Coronavirus: Italiens Strategie erneut in der Kritik
Das Wichtigste in Kürze
- In Italien starben bisher über 100'000 Menschen im Zusammenhang mit dem Coronavirus.
- Die Corona-Neuinfektionen sind seit rund zwei Wochen wieder klar am Steigen.
- Der Wissenschaftliche Rat pocht offenbar darauf, das Ampelsystem abzuschaffen.
Mit einer Videobotschaft wandte sich Italiens Regierungschef Mario Draghi am Montagabend an die Bevölkerung: «Wir stehen alle in diesen Tagen vor einer neuen Verschlechterung beim Gesundheitsnotstand.»

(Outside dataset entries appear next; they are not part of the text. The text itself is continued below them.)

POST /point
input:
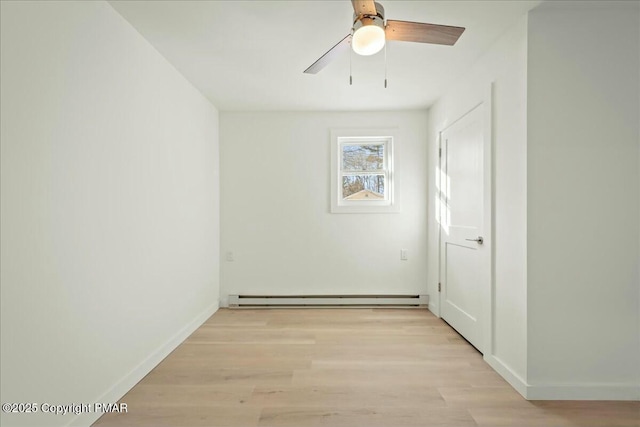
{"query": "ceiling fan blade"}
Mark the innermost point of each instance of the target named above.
(325, 59)
(364, 7)
(422, 33)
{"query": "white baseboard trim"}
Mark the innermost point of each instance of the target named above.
(563, 391)
(125, 384)
(583, 392)
(505, 372)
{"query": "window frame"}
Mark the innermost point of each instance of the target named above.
(385, 137)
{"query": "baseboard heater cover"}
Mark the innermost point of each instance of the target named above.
(256, 301)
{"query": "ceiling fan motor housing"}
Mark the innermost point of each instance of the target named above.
(368, 32)
(361, 20)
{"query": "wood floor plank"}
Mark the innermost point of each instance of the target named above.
(365, 416)
(347, 397)
(369, 367)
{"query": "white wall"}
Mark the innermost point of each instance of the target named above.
(504, 65)
(109, 206)
(583, 178)
(275, 198)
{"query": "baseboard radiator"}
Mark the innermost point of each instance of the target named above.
(268, 301)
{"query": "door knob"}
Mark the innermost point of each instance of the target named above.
(480, 240)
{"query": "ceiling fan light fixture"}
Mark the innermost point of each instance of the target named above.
(368, 39)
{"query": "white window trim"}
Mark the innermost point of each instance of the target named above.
(390, 204)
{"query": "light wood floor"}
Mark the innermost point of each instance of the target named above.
(340, 367)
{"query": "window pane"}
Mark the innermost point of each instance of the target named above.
(363, 187)
(362, 157)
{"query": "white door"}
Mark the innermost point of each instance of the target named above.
(461, 185)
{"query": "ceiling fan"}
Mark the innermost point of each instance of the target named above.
(370, 32)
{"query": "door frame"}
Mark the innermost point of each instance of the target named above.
(488, 262)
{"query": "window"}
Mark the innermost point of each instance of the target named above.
(362, 172)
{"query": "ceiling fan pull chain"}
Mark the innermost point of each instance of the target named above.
(350, 73)
(385, 65)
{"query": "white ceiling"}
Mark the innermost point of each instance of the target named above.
(250, 55)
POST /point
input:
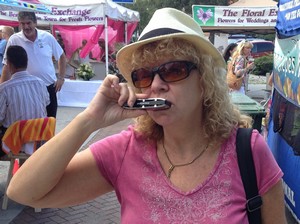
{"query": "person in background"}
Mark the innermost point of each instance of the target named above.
(40, 46)
(102, 54)
(61, 42)
(23, 96)
(176, 165)
(6, 32)
(229, 51)
(241, 63)
(88, 57)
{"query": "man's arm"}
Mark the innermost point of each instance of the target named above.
(62, 62)
(5, 74)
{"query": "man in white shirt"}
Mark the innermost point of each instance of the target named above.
(41, 48)
(22, 97)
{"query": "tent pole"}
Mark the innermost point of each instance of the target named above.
(106, 44)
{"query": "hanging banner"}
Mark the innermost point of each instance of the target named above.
(286, 68)
(234, 16)
(67, 15)
(33, 5)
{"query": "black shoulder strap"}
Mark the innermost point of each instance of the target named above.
(248, 174)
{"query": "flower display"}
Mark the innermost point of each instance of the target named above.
(85, 71)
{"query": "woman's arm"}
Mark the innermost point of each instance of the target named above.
(273, 209)
(53, 176)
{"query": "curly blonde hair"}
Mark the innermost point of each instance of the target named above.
(220, 116)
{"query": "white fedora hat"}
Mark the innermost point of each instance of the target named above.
(166, 23)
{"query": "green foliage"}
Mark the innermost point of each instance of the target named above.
(263, 65)
(146, 8)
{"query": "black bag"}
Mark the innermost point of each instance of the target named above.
(248, 174)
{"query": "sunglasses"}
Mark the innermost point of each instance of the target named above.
(169, 72)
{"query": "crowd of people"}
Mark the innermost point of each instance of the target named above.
(238, 58)
(176, 165)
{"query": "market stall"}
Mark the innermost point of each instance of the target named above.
(284, 124)
(77, 20)
(244, 16)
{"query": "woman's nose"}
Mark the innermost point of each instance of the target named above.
(158, 83)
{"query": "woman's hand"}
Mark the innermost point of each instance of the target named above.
(106, 107)
(250, 66)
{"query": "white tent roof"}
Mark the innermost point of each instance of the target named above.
(78, 12)
(254, 3)
(112, 9)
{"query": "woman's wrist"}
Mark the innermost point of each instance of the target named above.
(61, 78)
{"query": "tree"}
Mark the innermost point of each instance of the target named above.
(146, 8)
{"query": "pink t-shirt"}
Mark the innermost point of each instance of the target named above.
(146, 195)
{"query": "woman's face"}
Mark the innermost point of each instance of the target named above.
(185, 96)
(247, 50)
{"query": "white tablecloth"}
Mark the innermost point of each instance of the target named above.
(77, 93)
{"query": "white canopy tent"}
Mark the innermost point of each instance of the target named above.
(244, 16)
(79, 13)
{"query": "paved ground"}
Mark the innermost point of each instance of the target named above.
(105, 209)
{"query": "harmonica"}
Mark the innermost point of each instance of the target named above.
(149, 104)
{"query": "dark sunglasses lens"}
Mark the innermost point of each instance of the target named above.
(141, 78)
(174, 71)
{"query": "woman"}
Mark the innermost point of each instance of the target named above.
(242, 62)
(176, 165)
(229, 52)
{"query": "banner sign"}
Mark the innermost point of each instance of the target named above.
(23, 6)
(287, 68)
(223, 16)
(288, 22)
(68, 15)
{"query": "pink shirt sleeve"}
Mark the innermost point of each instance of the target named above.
(268, 173)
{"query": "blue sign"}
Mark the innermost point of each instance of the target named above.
(124, 1)
(288, 22)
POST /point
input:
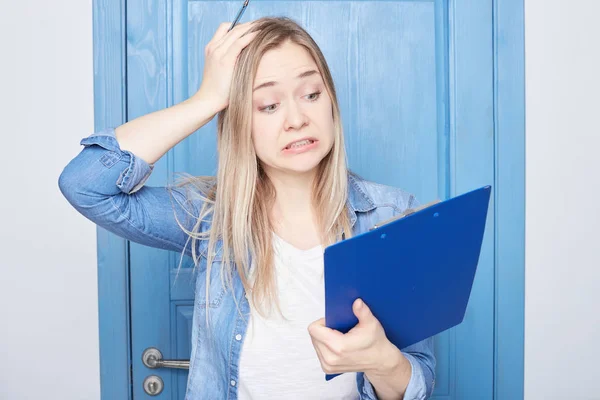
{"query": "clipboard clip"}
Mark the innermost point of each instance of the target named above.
(406, 212)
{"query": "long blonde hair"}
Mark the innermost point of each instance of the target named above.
(238, 200)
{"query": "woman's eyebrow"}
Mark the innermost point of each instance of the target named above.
(303, 75)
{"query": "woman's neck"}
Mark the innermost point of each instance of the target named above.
(292, 215)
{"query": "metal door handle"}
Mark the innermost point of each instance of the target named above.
(152, 358)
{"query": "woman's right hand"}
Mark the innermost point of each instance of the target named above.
(220, 56)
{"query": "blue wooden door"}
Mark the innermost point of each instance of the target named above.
(415, 84)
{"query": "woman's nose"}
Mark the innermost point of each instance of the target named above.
(295, 117)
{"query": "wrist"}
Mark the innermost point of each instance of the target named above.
(391, 362)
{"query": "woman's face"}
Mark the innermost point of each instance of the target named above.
(292, 122)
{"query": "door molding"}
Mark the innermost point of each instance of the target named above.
(509, 147)
(110, 110)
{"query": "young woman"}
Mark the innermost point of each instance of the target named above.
(257, 230)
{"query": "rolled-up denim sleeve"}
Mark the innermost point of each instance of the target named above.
(107, 186)
(422, 378)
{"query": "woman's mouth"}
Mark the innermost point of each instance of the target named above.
(300, 146)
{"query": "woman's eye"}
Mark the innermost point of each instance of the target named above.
(314, 96)
(270, 108)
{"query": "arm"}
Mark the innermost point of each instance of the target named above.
(106, 185)
(105, 182)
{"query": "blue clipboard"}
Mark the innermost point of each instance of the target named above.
(414, 272)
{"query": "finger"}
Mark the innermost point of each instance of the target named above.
(362, 312)
(320, 332)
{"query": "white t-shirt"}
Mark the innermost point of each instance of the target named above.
(278, 360)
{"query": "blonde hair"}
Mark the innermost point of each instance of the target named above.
(238, 200)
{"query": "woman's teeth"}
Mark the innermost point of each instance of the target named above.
(300, 143)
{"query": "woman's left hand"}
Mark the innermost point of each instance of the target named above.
(365, 348)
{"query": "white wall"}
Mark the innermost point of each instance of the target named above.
(48, 286)
(562, 313)
(48, 289)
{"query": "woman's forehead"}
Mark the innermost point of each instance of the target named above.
(284, 62)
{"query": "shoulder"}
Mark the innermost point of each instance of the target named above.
(380, 195)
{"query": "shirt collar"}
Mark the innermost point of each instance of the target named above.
(358, 199)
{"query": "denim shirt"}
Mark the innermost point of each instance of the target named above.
(106, 185)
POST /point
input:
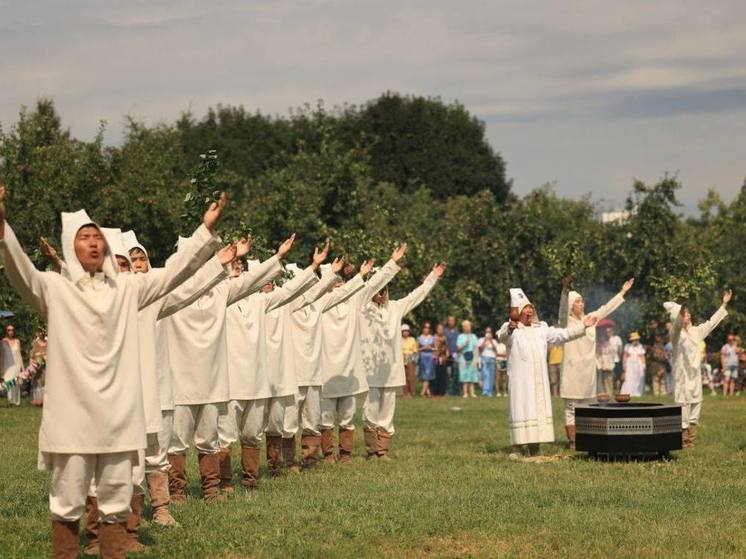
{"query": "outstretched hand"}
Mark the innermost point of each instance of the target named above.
(227, 254)
(628, 285)
(366, 267)
(727, 295)
(213, 213)
(243, 247)
(590, 320)
(286, 246)
(320, 255)
(439, 269)
(399, 252)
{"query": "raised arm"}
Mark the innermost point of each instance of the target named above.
(207, 277)
(416, 296)
(195, 253)
(20, 271)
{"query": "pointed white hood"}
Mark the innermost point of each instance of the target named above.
(71, 224)
(130, 241)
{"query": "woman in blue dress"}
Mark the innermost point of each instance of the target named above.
(466, 344)
(426, 343)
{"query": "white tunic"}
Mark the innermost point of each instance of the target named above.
(247, 339)
(578, 372)
(305, 325)
(280, 352)
(93, 402)
(530, 403)
(687, 356)
(381, 336)
(196, 337)
(344, 373)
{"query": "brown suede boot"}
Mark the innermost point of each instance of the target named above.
(91, 527)
(113, 538)
(327, 446)
(370, 436)
(64, 539)
(288, 455)
(250, 466)
(346, 439)
(177, 478)
(226, 470)
(384, 443)
(159, 498)
(570, 430)
(209, 470)
(274, 449)
(309, 448)
(137, 505)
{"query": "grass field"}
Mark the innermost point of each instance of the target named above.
(452, 491)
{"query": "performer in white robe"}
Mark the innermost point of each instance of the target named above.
(344, 375)
(384, 361)
(578, 368)
(530, 404)
(93, 421)
(306, 335)
(198, 361)
(687, 360)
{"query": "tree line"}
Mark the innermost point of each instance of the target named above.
(396, 168)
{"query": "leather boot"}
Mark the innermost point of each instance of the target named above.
(570, 430)
(137, 505)
(64, 539)
(113, 538)
(274, 449)
(384, 442)
(91, 527)
(226, 470)
(250, 466)
(370, 436)
(686, 440)
(209, 470)
(309, 448)
(346, 438)
(177, 478)
(288, 455)
(159, 498)
(327, 446)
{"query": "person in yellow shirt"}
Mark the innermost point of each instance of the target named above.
(409, 350)
(555, 363)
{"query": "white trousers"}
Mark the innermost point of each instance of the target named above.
(570, 404)
(308, 410)
(71, 481)
(198, 423)
(156, 460)
(690, 414)
(246, 421)
(340, 409)
(379, 408)
(283, 417)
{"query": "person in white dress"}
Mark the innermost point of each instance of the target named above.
(93, 422)
(578, 369)
(634, 364)
(686, 340)
(530, 402)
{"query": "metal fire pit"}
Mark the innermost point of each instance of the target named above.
(628, 428)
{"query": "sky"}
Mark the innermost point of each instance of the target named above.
(586, 95)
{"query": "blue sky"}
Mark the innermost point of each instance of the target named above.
(586, 95)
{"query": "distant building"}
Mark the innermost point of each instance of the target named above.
(617, 216)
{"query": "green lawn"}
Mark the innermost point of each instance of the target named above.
(452, 491)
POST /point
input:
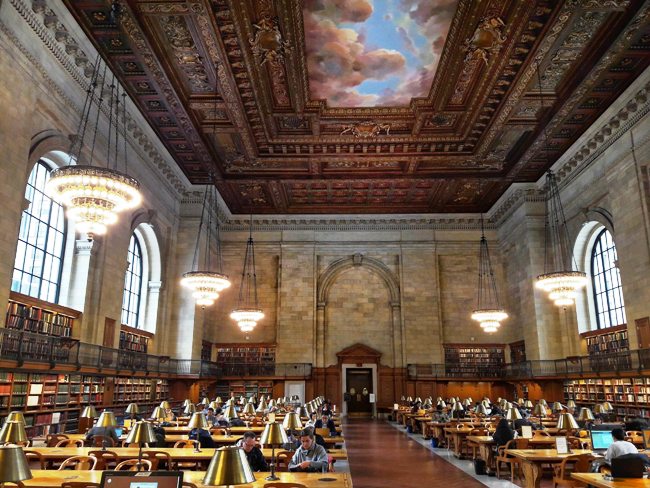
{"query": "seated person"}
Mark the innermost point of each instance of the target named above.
(108, 432)
(310, 457)
(620, 446)
(203, 436)
(253, 453)
(326, 422)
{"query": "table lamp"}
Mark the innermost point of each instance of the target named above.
(249, 409)
(273, 435)
(13, 432)
(141, 433)
(13, 465)
(89, 412)
(228, 467)
(565, 421)
(198, 421)
(585, 414)
(132, 409)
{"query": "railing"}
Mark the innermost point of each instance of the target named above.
(625, 361)
(21, 346)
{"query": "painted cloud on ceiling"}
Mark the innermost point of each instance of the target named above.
(365, 53)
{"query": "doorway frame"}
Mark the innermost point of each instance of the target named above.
(344, 380)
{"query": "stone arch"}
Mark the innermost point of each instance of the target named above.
(387, 277)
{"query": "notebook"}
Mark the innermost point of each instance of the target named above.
(142, 479)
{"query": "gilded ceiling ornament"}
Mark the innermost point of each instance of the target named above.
(267, 43)
(366, 130)
(488, 38)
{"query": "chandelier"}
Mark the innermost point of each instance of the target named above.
(248, 313)
(205, 283)
(489, 313)
(559, 280)
(93, 195)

Kurz danach wurde bekannt, dass Italien in der Pandemie eine traurige Rekordmarke erreicht hat: Im Nachbarland der Schweiz sind seit Pandemie-Beginn über 100'000 Menschen im Zusammenhang mit dem Coronavirus gestorben.
«Wir hätten nie gedacht, dass wir ein Jahr später einem ähnlichen Notfall gegenüberstehen würden», sagte Draghi. Doch die Corona-Lage in Italien verschlechtert sich weiter. Seit rund zwei Wochen sind die täglichen Neuinfektionen mit dem Coronavirus wieder klar am Steigen. Vergangene Woche lagen diese mehrmals bei über 20'000.
Coronavirus: Hohe 7-Tage-Inzidenz in Italien
Nach dem Stand vom Montagabend liegt die 7-Tage-Inzidenz in dem Land bei 238 Fällen pro 100'000 Einwohner. Das ist sogar höher als jene von Frankreich (222). Die Schweiz kommt derzeit auf eine 7-Tage-Inzidenz von 87,4 Infektionen pro 100'000 Einwohner. Zudem wurde in einem italienischen Dorf auch noch eine seltene Variante des Coronavirus entdeckt.
Erst gestern Montag hat Italien in einigen Regionen die Beschränkungen verschärft. Mit Kampanien gelten nun bereits drei Regionen als rote Zonen mit den schärfsten Massnahmen. Das bedeutet, dass dort viele Schulen geschlossen bleiben und Restaurants nicht mehr für Gäste öffnen dürfen.
Zudem sind bereits viele Regionen als orange Zonen eingestuft, seit Montag auch Venetien. In ganz Italien gilt ausserdem weiter eine nächtliche Ausgangssperre ab 22 Uhr. Die Regionalgrenzen dürfen nur in Ausnahmefällen überschritten werden.
Kritik am regionalen Ampelsystem
Wie italienische Medien berichten, steigt der Druck des Wissenschaftlichen Rates auf die neue Regierung. Offenbar fordert dieser die Abschaffung des regionalen Ampelsystems und wünscht sich einheitliche Massnahmen für das ganze Land.
Das Ampelsystem sehen auch andere kritisch, so etwa Patrizia Laurenti, Professorin für Hygiene und Infektionskrankheiten an der Universität Cattolica: «Diese Unterscheidungen zwischen den einzelnen Regionen lässt sich meiner Ansicht nach nicht mehr rechtfertigen.»
Es habe sich gezeigt, dass in den sogenannten gelben Zonen Fehler gemacht wurden. Dort sei gelebt worden, als gebe es ein Übermass an Freiheit. In den «gelben» Regionen dürfen unter anderem Restaurants und Bars tagsüber öffnen.
Kommt es zu einem landesweiten Lockdown?
Die aktuelle Situation erfordere gemäss Laurenti eine Massnahmen-Verschärfung mit mehr Einschränkungen. «Die Daten sprechen eine deutliche Sprache, der Trend erscheint eindeutig.» Laut der «Republicca» arbeite der Wissenschaftliche Rat an einem Vorschlag, der einen dreiwöchigen Lockdown für das ganze Land vorsieht.
Regierungschef Draghi setzt in der Zwischenzeit auf eine Beschleunigung der Impfkampagne: Wenn diese wie geplant beschleunigt werden könne, gebe es Anlass, auf Besserung zu vertrauen. Wie dies geschehen soll, liess Draghi bisher offen.
Heute Dienstag wurde aber bekannt, dass in Italien die erste Sputnik-V-Produktionsstätte entstehen soll. Ab Juni könne das russische Vakzin gegen das Coronavirus dort produziert werden. Zudem hat Draghi mittlerweile alle Verantwortlichen der bisherigen Corona-Politik Italiens ausgewechselt.